Fast 3d party IP

[Dec 28, 2012] OR the external Intellectual Property which makes Allwinner’s unprecedented pace of further next-gen SoC introductions possible despite of the company size of only 500 employees. Preliminary reading: The future of the semiconductor IP ecosystem [my other, ‘Experiencing the Cloud’ trend tracking blog, Dec 13, 2012] which will provide quite an extensive background for how Allwinner was able to produce its A10, A13 and now A31 SoCs in the last 2 years when it had even less people. But now let’s see the proofpoints for the unremitting continuation of that as early as during the next, year 2013. This will go not only as far as achieving in 2013 as much as 12 times of the Cortex-A8 performance with 65 nm  implementation, by using a combination of 2xCortex-A15 and 2xCortex-A7 with 28 nm implementation and still having the almost same energy consumption, but also to describing the capability of adding a true x86(x64) VIA Eden X2 silicon to a derivative of A31 in order to match Intel’s Z2760 (Clover Trail) SoC at much lower cost, as early as in January 2013, and thus opening a quite promising, new avenue for delivery of lower cost Windows 8 hybrid tablets on the market.

This whole page is therefore organised into three sections:

  1. Achieving 12 times of the Cortex-A8 performance with almost the same energy consumption
  2. Skipping Cortex-A9 after using Cortex-A8 in A10 and A13 with the silicon cost of all four Cortex-A7 cores being four time less than the single A8 core
  3. Matching Intel’s Z2760 (Clover Trail) SoC at much lower cost for Windows 8, and with the same 4K UHDTV capability as Intel’s next-gen Haswell SoC

1. Achieving 12 times of the Cortex-A8 performance with almost the same energy consumption

Here is the initial state of the 3d party system IP which quite probably will form the basis of Allwinner’s next-gen SoC, i.e. the chip which will as fundamentally extend its SoC offerings as the latest A31 did in December this year. image
Source: CoreTile Express A15x2 A7x3 Power Management [ARM Application Note #318, Oct 15, 2012] which says

The CA15_CA7 test-chip provides isolated power domains for the CA15 cluster, CA7 cluster and the SOC. These are supplied by PSU0, PSU1 and PSU2 respectively on the V2P-CA15_A7 board. The DDR and VIO domains are supplied from PSU3 and VIO.

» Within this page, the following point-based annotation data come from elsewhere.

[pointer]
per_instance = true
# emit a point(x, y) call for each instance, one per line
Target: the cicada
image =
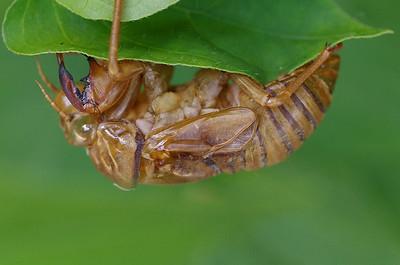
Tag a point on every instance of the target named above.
point(137, 128)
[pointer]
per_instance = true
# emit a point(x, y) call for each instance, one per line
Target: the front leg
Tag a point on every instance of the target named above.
point(265, 96)
point(77, 98)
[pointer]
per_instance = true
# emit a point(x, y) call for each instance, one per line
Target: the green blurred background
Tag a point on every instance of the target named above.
point(335, 201)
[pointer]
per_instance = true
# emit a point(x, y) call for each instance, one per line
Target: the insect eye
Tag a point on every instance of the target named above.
point(80, 130)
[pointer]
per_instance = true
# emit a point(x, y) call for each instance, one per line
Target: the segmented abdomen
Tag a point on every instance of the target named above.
point(282, 129)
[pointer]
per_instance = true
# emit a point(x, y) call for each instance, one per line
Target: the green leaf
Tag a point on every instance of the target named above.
point(260, 38)
point(103, 9)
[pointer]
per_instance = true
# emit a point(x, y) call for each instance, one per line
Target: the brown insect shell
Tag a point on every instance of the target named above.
point(106, 92)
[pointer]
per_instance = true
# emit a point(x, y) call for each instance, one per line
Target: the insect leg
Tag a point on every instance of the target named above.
point(74, 95)
point(259, 93)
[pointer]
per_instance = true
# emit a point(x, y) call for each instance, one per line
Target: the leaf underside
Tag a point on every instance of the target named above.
point(103, 9)
point(260, 38)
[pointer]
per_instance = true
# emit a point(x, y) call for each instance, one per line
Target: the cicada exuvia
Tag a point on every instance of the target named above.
point(218, 122)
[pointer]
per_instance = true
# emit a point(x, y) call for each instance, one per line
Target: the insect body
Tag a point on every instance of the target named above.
point(217, 123)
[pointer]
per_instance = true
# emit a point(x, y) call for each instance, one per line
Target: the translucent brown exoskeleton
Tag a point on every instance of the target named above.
point(217, 123)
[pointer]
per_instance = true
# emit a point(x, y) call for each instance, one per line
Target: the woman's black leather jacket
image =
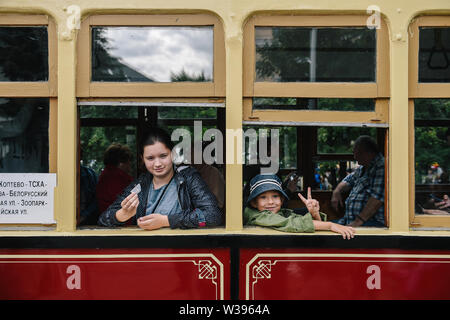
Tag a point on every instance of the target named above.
point(198, 203)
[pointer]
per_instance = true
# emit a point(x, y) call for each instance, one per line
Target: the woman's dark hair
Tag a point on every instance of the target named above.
point(152, 135)
point(116, 153)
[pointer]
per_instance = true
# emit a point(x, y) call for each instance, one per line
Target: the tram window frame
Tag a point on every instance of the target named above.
point(309, 119)
point(37, 89)
point(150, 92)
point(147, 115)
point(422, 90)
point(88, 88)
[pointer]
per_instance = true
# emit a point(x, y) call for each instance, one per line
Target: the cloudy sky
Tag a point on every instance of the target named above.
point(158, 51)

This is a test chip by ARM Holdings, the same leading IP vendor that provided the IP for Cortex-A8 and Cortex-A7 CPU cores, as well as the Mali-400 GPU cores to Allwinner’s current A10, A13 and A31 SoC products. The chip (in fact an SoC itself) contains two CPU clusters: the one identified on the above block diagram as 2 x CA15 contains two cores while the other one, with 3 x CA7 indentification three cores of another type. Placed on the CoreTile Express A15x2 A7x3 (V2P-CA15_A7 HBI-0249) board this test SoC was developed by the IP provider to enable:

  • Exploration of the big.LITTLE architecture
  • Boot code, hypervisor, cluster-switching, device driver and application software development
  • Software debug and development of software tools through the on-chip CoreSight™ debug and trace infrastructure

as reported in Cortex-A15 and Cortex-A7 big.LITTLE hardware from ARM [Software Enablement blog of ARM, Nov 5, 2012] post.

What ARM is calling “big.LITTLE architecture” is based on the fact that in order to continue the performance increase of the ARM based SoCs and maintain as low power requirements as possible, the processing in a multi-core chip should not only be shared among same type of cores, but also between two quite different types:
– one type excelling (i.e. optimized) in energy efficiency for those workloads which do not require much CPU performance, this the “LITTLE” part of the architecture, and
– a second type excelling (i.e. optimized) in performance for those workloads for which much greater performance is required, this the “big” part of the architecture.

Both types of cores are already developed by ARM and their delivery is just started by the chip vendors:
– the Cortex-A7 (CA7), first implemented in Allwinner A31 (quad-core) SoC which led to a number of Chinese tablet products in December, is the one which ARM is calling its most energy efficient core so far;
– the Cortex-A15 (CA15), first implemented in Samsung Exynos 5 (dual-core) SoC which was brought to the market in joint by Google and Samsung Nexus 10 tablet in November, is the high-performance one.

ARM was presenting the following performance results of these two types of cores (in terms of different known benchmarks) against the highest performing ARM core in SoCs so far, the Cortex-A9:

image
noting that:

    • Cortex-A7 delivers performance approaching Cortex-A9
    • …At much lower power and area

Source: Advances in big.LITTLE Technology for Power and Energy Savings [Brian Jeff presentation for ARM Technology Symposiums first held on November 5 in Bangalore India,  published on Dec 5, 2012 for the Nov 8 Hyderabad event].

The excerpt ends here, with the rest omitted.